When we released the Metro Program’s 2008 report “Mountain Megas” about the “megapolitan” super-metros of the Mountain West, my colleague Rob Lang and myself picked up on past work by the Maricopa Association of Governments (MAG) and began to point out that massive Phoenix and Las Vegas stand as the two largest proximate metropolitan areas not linked by an interstate.
This observation might have seemed a bit abstract, but in fact it built on significant past discussion of the Mountain region’s underdeveloped transportation networks. And since this is the can-do West things have started happening.
MAG, which had already studied a proposed freeway corridor that would connect U.S. 93 (the present Las Vegas-Phoenix route) to Interstate 10 in the southern Phoenix suburbs, reaffirmed the plausibility of a new Interstate 11 to facilitate north-south transportation in the region. The Las Vegas Sun and the Arizona Republic began to write about the missing link. And this year multiple cities from Wickenburg, Ariz. to Las Vegas have been signing onto the Interstate 11 idea, along with U.S. senators, regional governments, a Nevada legislative committee, and state and federal transportation agencies. I-11 was gaining traction.
Now, the concept of a north-south interstate to connect the two Mountain megas has garnered new force with its most formal embrace yet: a major speech by Arizona Gov. Jan Brewer at the Sun Corridor’s Joint Planning Advisory Council a few weeks ago.

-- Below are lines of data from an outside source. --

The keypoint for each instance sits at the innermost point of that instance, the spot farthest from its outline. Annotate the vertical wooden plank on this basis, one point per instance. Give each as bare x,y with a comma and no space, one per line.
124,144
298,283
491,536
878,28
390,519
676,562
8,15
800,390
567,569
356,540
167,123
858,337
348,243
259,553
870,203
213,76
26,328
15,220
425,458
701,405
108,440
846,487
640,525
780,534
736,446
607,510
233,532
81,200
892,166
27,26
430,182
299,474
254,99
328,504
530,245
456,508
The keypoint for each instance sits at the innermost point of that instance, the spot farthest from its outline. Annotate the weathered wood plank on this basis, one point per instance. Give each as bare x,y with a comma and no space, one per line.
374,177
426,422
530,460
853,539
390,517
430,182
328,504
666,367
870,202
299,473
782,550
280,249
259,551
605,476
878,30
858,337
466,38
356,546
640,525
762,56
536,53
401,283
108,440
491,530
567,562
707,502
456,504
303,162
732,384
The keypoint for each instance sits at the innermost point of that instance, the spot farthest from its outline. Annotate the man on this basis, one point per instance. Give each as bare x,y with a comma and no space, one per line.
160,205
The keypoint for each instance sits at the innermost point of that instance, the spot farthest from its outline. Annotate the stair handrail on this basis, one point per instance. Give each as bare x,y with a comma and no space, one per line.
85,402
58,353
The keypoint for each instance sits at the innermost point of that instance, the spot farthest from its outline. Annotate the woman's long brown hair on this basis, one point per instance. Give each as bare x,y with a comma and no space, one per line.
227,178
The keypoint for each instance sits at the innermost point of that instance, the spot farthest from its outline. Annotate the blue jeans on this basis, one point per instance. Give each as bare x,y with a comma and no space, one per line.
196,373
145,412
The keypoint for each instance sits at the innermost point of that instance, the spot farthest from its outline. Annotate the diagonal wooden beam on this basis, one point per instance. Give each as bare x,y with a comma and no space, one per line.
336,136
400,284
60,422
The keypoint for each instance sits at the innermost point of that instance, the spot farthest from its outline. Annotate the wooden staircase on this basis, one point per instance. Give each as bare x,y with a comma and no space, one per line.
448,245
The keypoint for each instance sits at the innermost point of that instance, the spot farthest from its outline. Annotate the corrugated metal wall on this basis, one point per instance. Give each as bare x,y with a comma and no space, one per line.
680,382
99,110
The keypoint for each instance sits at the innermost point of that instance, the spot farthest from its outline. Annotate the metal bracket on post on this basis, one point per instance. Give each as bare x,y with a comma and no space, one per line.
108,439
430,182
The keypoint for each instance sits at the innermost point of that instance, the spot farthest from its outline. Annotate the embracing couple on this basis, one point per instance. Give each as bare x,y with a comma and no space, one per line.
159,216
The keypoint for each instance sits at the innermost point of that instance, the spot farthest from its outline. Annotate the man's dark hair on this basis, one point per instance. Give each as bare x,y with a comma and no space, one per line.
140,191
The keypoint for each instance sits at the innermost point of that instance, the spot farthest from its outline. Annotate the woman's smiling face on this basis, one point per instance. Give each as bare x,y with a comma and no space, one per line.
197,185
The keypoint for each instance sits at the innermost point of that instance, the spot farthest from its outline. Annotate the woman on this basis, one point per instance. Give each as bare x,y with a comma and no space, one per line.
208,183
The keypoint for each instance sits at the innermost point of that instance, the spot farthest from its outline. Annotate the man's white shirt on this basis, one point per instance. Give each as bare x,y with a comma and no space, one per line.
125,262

With the speech Brewer formally announced a request by the Arizona Department of Transportation for $2 million to $5 million to begin formal environmental and other studies of the new interstate.
And yet Brewer’s remarks are noteworthy beyond project delivery because they begin to embed the idea of connecting two massive but poorly linked metropolitan areas in a strategic, substantive, international view of commerce and value-creation. Implicit in Brewer’s remarks, after all, was a thoughtful recognition that the Sun Corridor needs to look beyond the traditional Mountain region growth model of migration and real estate activity to seek lasting advantage in new sources of growth. That one of those sources of growth is almost certainly global trade and specifically exports (as we will suggest next week in a new report and event) clearly implies the need for the creation of a 21st-century transportation infrastructure in the Southwest.
But let’s leave the last word on this status report on super-regional thinking and planning in the Southwest to MAG’s past chair Councilwoman Peggy Neely from Phoenix who was instrumental in establishing a Joint Planning Advisory Council for the three county Sun Corridor. As reported by the Arizona Republic’s Sean Holstege, the matter of filling a gap in the Intermountain West’s inadequate surface transportation system is now being smartly framed by leaders like Councilwoman Neely and current MAG Chair Tom Schoaf and others. Far beyond mere road-building, they are thinking of I-11 as one element in an ambitious super-regional vision of world trade and freight dynamics, expanded north-south exchange, and economic diversification tied to the potential creation of a major new deepwater port in Mexico at Punta Colonet. For Neely and Schoaf, the rationale for a possible new interstate link in the Mountain West is not inter-regional fairness, or the creation of real estate value, or a need to create another road to Las Vegas’ gaming and tourism center. It is, instead, the need to answer a simple but vexing question that needs answering as the West seeks a way beyond the Great Recession. Or as MAG Executive Director Dennis Smith puts it: “What do we do to shift to a more diversified economy?” Seeking to answer that question by contemplating a future of global exchange with China and Vietnam and Malaysia via a future Punta Colonet port in Mexico is simply smart and well-informed good judgment.